SUNY Fredonia TV Station Installs Broadcast Pix Granite System

SUNY Fredonia’s independent student television station WNYF recently installed a Broadcast Pix Granite 1000 video production system as part of its transition to HD production and file-based workflow.

According to T. John McCune, multimedia team leader, SUNY Fredonia, the Granite 1000, which was purchased through Audio Video Corporation to replace a Panasonic AG-MX70 switcher, was installed last August in time for the fall semester. McCune said the students are still excited about the new system, because it is easy to use and has improved the quality of productions.

Students produce a variety of original programming, including news, cooking and game shows, campus event coverage, and PSAs. WNYF also offers live campus coverage of men’s ice hockey from Steele Hall (using a fibre channel feed back to the station), and may expand its live sports coverage to include basketball. McCune said some hockey games have been streamed live on Ustream this season, which produced positive feedback from fans not able to attend the games.

The upgraded control room is based around the Granite 1000, and includes a Yamaha audio board, two legacy tape decks, computer stations for prompter and automation control, and an Apple Mac Pro with a Blackmagic Design DeckLink capture card for recording all programming. Programs are shot with Sony HVR-S270U cameras, which are equipped with HD-SDI outputs that connect directly to the Broadcast Pix system, and archived to an Apple Final Cut Server.

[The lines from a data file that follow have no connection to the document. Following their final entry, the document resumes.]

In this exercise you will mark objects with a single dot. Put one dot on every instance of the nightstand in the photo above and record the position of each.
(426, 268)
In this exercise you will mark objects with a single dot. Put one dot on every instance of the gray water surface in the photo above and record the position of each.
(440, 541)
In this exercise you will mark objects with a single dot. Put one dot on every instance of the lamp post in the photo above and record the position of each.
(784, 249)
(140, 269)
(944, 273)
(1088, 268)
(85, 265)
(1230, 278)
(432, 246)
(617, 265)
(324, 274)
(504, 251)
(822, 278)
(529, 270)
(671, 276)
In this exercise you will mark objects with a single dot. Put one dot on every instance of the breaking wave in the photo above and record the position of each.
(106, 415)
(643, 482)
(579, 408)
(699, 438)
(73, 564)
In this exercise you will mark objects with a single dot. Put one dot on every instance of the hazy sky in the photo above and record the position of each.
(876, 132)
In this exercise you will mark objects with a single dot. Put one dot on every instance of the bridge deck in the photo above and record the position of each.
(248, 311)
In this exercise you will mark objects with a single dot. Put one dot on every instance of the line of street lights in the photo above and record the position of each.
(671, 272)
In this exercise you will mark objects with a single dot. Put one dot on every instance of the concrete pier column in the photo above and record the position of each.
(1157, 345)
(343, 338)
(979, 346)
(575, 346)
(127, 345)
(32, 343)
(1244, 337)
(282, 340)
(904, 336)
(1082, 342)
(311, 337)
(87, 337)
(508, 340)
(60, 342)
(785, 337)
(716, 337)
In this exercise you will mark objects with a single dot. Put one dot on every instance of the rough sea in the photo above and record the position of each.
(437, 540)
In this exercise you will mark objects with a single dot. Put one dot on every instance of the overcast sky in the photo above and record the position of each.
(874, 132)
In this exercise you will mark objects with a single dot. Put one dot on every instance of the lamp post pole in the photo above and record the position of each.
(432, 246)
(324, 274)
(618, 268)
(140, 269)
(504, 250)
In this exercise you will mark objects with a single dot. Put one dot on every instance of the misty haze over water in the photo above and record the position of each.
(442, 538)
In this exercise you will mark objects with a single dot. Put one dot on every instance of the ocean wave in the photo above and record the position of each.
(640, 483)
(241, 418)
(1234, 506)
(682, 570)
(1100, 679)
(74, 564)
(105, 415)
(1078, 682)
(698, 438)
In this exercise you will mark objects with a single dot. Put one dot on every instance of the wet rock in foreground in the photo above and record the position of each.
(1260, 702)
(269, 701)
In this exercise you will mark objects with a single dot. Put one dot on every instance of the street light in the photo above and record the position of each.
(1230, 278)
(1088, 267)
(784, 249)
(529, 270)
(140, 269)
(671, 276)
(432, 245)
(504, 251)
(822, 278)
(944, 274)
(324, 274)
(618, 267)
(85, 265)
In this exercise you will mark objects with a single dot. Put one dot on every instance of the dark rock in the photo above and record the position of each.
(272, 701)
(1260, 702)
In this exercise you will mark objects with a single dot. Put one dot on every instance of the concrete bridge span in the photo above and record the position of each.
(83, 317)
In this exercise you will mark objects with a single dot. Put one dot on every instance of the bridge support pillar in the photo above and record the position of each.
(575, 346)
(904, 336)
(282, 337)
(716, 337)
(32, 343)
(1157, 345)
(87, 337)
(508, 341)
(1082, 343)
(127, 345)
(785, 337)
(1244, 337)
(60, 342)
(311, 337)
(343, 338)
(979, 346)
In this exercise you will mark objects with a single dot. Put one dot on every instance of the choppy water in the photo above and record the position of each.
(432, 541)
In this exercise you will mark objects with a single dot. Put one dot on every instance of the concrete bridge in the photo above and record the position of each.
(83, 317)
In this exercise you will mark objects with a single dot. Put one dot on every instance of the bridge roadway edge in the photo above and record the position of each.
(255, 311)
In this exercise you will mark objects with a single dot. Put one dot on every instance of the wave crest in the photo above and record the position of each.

McCune credits the Granite 1000 as a major factor in the station’s cost-effective transition to HD production. He said the system delivers high quality performance at a great price point, plus its built-in Fluent workflow software provides a number of important tools. Using Fluent Multi-View, for example, the control room monitor wall has been replaced by a single 46-inch Sony LCD monitor. A 24-inch LCD panel in the control room is used by the CG operator, who uses Granite’s built-in Harris Inscriber CG.

McCune is particularly pleased with Fluent Watch-Folders, a built-in file management system that allows clips and graphics to be sent directly to the Granite system from separate workstations over a network. “For the workflow to be very powerful, I think it has to be intuitive – not just how you route files, but where you’re routing them from and how they appear,” he said. “Granite makes it easy.”